Applying a function on each field array

julia> struct Foo
       a::Int
       b::String
       end

julia> s = StructArray([Foo(11, "a"), Foo(22, "b"), Foo(33, "c"), Foo(44, "d"), Foo(55, "e")]);

julia> s
5-element StructArray(::Vector{Int64}, ::Vector{String}) with eltype Foo:
 Foo(11, "a")
 Foo(22, "b")
 Foo(33, "c")
 Foo(44, "d")
 Foo(55, "e")

julia> StructArrays.foreachfield(v -> deleteat!(v, 3), s)

julia> s
4-element StructArray(::Vector{Int64}, ::Vector{String}) with eltype Foo:
 Foo(11, "a")
 Foo(22, "b")
 Foo(44, "d")
 Foo(55, "e")

Advanced: StructArrays versus struct-of-arrays layout in higher-dimensional array

Regular arrays of structs can sometimes be reinterpreted as arrays of primitive values with an added initial dimension.

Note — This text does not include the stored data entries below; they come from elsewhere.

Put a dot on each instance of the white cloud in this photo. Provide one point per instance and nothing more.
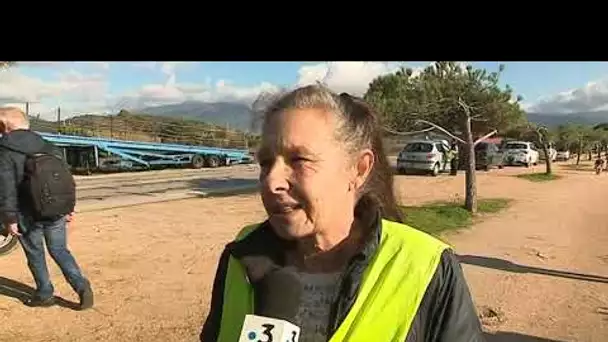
(351, 77)
(84, 87)
(590, 97)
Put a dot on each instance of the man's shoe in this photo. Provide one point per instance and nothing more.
(36, 301)
(86, 298)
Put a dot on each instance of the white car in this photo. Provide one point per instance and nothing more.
(563, 155)
(423, 156)
(520, 153)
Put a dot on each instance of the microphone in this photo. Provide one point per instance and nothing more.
(265, 329)
(274, 314)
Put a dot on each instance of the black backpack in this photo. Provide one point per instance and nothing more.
(48, 189)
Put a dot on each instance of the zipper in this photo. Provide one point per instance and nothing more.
(337, 299)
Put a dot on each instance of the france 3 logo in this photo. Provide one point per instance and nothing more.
(266, 329)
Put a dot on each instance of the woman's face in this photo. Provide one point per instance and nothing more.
(305, 174)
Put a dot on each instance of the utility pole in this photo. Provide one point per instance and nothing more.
(58, 120)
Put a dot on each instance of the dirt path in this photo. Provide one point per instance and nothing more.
(152, 266)
(561, 230)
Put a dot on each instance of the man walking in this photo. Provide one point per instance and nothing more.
(37, 196)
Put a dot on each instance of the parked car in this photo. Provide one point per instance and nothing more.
(552, 153)
(562, 156)
(423, 156)
(487, 156)
(520, 153)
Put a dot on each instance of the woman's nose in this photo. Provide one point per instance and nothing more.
(276, 178)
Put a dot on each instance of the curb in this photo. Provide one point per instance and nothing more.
(227, 192)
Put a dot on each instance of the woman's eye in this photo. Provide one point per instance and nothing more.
(298, 159)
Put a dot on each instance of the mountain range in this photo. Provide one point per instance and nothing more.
(238, 116)
(233, 115)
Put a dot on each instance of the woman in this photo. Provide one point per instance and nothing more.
(334, 224)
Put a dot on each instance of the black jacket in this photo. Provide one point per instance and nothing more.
(446, 314)
(12, 167)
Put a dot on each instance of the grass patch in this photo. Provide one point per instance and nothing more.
(580, 167)
(435, 218)
(539, 177)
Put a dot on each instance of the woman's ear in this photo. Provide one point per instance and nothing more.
(363, 167)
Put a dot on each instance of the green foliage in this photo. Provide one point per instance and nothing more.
(434, 94)
(435, 218)
(539, 177)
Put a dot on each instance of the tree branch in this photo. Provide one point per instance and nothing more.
(407, 133)
(441, 129)
(484, 137)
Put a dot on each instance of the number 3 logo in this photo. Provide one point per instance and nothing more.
(268, 332)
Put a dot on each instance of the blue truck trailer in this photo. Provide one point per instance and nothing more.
(94, 153)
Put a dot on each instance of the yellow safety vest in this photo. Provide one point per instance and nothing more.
(391, 290)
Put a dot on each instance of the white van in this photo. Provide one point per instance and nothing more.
(423, 156)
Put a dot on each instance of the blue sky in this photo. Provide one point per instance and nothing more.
(103, 87)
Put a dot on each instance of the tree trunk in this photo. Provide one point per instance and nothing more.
(580, 151)
(470, 181)
(548, 162)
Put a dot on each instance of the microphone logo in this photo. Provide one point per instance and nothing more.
(266, 329)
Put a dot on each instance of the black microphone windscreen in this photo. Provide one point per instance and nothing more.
(278, 294)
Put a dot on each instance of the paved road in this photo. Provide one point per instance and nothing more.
(100, 192)
(115, 190)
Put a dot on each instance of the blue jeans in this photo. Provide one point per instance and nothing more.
(34, 234)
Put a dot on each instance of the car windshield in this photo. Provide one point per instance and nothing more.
(481, 146)
(418, 147)
(516, 146)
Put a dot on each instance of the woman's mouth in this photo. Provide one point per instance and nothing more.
(282, 209)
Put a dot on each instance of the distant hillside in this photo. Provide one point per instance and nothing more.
(234, 115)
(238, 116)
(553, 120)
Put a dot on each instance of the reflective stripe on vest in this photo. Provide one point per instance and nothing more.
(391, 290)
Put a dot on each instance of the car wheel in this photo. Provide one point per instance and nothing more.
(435, 171)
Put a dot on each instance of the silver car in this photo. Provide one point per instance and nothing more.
(423, 156)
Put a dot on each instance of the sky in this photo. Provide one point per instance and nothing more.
(107, 87)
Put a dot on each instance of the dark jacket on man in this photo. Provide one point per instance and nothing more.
(12, 166)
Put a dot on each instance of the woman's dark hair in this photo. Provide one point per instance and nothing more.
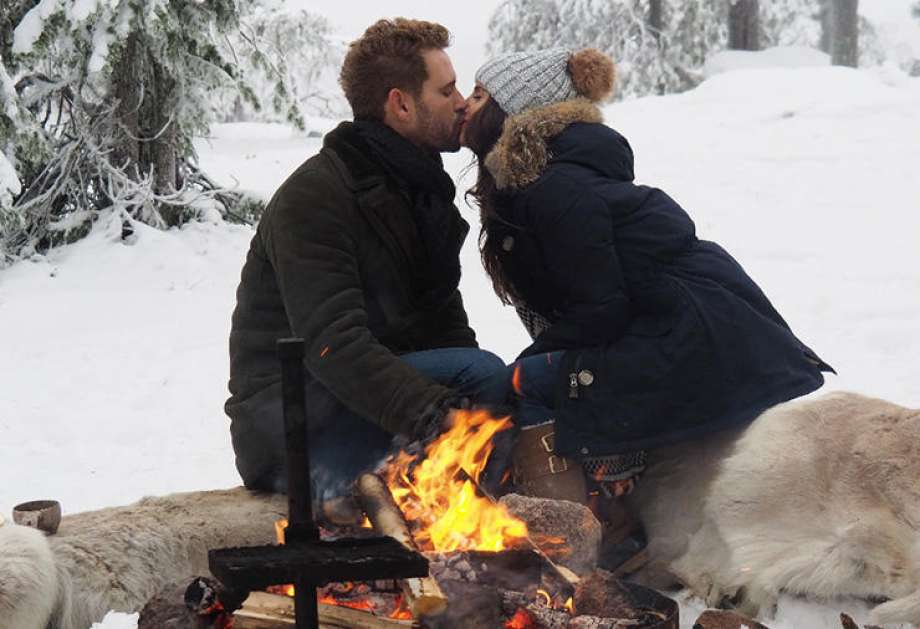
(482, 132)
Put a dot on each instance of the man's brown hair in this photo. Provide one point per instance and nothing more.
(388, 55)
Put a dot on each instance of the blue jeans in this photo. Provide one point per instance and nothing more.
(535, 388)
(343, 444)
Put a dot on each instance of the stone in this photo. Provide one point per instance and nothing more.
(566, 531)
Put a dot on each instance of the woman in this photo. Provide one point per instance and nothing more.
(643, 335)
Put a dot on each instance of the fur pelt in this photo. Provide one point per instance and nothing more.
(118, 558)
(818, 497)
(27, 578)
(521, 153)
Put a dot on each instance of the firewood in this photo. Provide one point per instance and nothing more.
(423, 595)
(325, 561)
(725, 619)
(274, 611)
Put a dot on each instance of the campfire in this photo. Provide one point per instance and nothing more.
(449, 554)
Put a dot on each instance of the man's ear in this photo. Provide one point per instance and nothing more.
(399, 105)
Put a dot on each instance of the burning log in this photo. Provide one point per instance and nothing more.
(275, 611)
(423, 594)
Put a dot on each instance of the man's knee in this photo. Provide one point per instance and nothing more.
(486, 364)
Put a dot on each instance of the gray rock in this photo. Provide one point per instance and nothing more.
(570, 522)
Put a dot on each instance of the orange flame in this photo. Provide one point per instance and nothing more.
(516, 379)
(439, 497)
(521, 620)
(402, 611)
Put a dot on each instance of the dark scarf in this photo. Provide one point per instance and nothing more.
(439, 223)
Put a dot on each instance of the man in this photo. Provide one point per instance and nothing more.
(358, 254)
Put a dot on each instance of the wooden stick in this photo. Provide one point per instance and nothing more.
(275, 611)
(423, 595)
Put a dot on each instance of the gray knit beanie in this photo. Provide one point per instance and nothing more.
(523, 80)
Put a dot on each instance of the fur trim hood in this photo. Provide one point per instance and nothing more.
(521, 154)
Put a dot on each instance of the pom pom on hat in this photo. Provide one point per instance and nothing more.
(523, 80)
(592, 74)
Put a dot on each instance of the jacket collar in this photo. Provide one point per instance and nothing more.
(521, 154)
(352, 158)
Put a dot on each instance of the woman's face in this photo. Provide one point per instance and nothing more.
(474, 103)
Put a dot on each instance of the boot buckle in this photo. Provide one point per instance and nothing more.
(557, 464)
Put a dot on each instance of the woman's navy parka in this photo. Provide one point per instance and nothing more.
(667, 337)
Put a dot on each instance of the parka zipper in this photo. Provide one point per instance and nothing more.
(573, 386)
(573, 378)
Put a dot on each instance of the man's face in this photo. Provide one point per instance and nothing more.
(440, 108)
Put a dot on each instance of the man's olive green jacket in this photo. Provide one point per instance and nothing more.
(334, 261)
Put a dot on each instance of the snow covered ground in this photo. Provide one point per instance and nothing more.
(114, 361)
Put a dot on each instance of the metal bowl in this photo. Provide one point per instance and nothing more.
(44, 515)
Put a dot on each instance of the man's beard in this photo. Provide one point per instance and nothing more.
(443, 137)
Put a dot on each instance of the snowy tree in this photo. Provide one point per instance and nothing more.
(744, 25)
(843, 21)
(101, 100)
(660, 46)
(523, 25)
(790, 23)
(282, 50)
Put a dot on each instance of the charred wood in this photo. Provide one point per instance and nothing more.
(423, 594)
(347, 559)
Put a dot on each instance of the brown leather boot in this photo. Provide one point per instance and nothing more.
(539, 472)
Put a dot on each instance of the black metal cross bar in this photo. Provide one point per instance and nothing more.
(305, 560)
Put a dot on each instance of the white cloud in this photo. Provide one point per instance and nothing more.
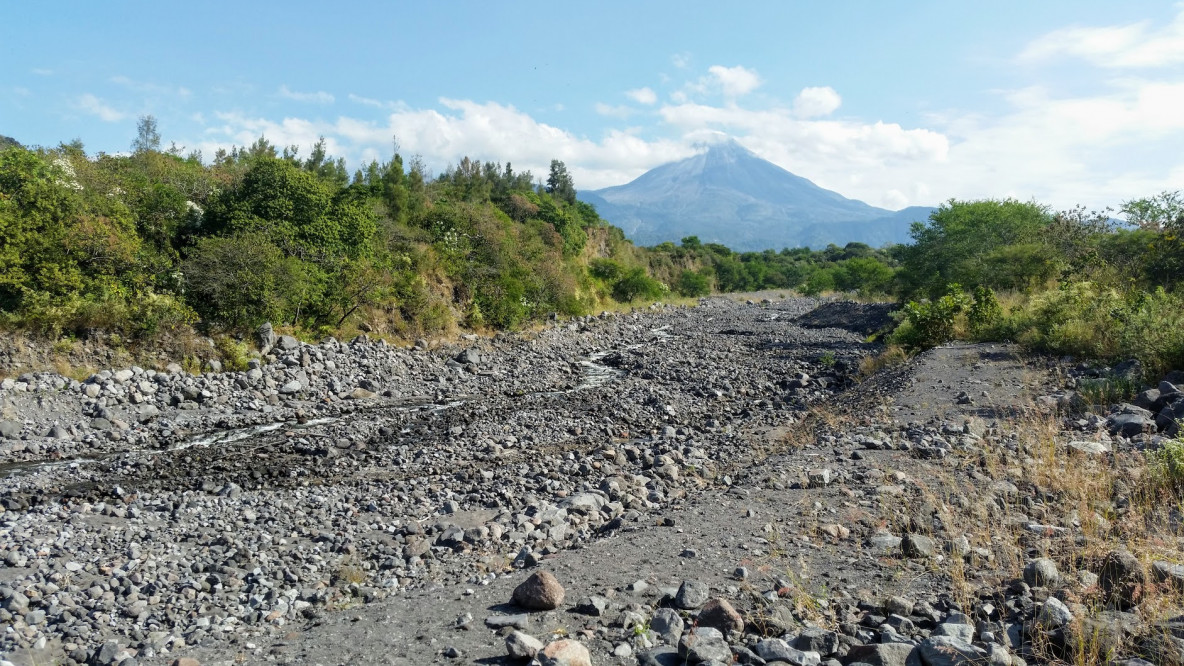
(642, 96)
(96, 107)
(319, 97)
(459, 128)
(735, 81)
(619, 111)
(1133, 45)
(814, 102)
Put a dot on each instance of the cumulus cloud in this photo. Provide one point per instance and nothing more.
(642, 96)
(96, 107)
(319, 97)
(735, 81)
(1132, 45)
(618, 111)
(461, 128)
(814, 102)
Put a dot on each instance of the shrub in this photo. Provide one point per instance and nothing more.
(637, 285)
(693, 285)
(930, 324)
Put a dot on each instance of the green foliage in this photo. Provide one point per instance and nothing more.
(693, 285)
(996, 243)
(985, 312)
(636, 285)
(1166, 468)
(930, 324)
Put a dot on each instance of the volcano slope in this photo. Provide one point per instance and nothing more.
(706, 485)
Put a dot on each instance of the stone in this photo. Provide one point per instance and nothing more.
(10, 429)
(1121, 578)
(719, 614)
(565, 652)
(265, 338)
(814, 639)
(881, 654)
(1054, 614)
(705, 644)
(918, 546)
(948, 651)
(1169, 572)
(540, 591)
(1089, 448)
(522, 646)
(776, 650)
(692, 594)
(594, 606)
(1041, 572)
(667, 623)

julia> v = [1.0+3im, 2.0-im]
2-element Vector{ComplexF64}:
 1.0 + 3.0im
 2.0 - 1.0im

julia> reinterpret(reshape, Float64, v)
2×2 reinterpret(reshape, Float64, ::Vector{ComplexF64}) with eltype Float64:
 1.0   2.0
 3.0  -1.0

However, the situation is more complex for the StructArray format, where s = StructArray(v) is stored as two separate Vector{Float64}. reinterpret on StructArray returns an "array-of-structs" layout, as the reinterpretation works element-wise:

julia> s = StructArray([1.0+3im, 2.0-im])
2-element StructArray(::Vector{Float64}, ::Vector{Float64}) with eltype ComplexF64:
 1.0 + 1.0im
 2.0 - 1.0im

julia> reinterpret(reshape, Float64, s) # The actual memory is `([1.0, 2.0], [3.0, -1.0])`
2×2 reinterpret(reshape, Float64, StructArray(::Vector{Float64}, ::Vector{Float64})) with eltype Float64:
 1.0   2.0
 3.0  -1.0

If you already have a StructArray, the easiest way is to get the higher-dimensional "struct-of-arrays" layout is to directly stack the components in memory order:

julia> using StackViews # lazily cat/stack arrays in a new tailing dimension

julia> StackView(StructArrays.components(s)...)
2×2 StackView{Float64, 2, 2, Tuple{Vector{Float64}, Vector{Float64}}}:
 1.0   3.0
 2.0  -1.0

StructArrays also provides dims keyword to reinterpret a given memory block without creating new memory:

julia> v = Float64[1 3; 2 -1]
2×2 Matrix{Float64}:
 1.0   3.0
 2.0  -1.0

julia> s = StructArray{ComplexF64}(v, dims=1)
2-element StructArray(view(::Matrix{Float64}, 1, :), view(::Matrix{Float64}, 2, :)) with eltype ComplexF64:
 1.0 + 2.0im
 3.0 - 1.0im

julia> s = StructArray{ComplexF64}(v, dims=2)
2-element StructArray(view(::Matrix{Float64}, :, 1), view(::Matrix{Float64}, :, 2)) with eltype ComplexF64:
 1.0 + 3.0im
 2.0 - 1.0im

julia> s[1] = 0+0im; s # `s` is a reinterpretation view and doesn't copy memory
2-element StructArray(view(::Matrix{Float64}, :, 1), view(::Matrix{Float64}, :, 2)) with eltype ComplexF64:
 0.0 + 0.0im
 2.0 - 1.0im

julia> v # thus `v` will be modified as well
2×2 Matrix{Float64}:
 0.0   0.0
 2.0  -1.0

For column-major arrays, reinterpreting along the last dimension (dims=ndims(v)) makes every component of s a view of contiguous memory and thus is more efficient. In the previous example, when dims=2 we have s.re == [1.0, 2.0], which reflects the first column of v.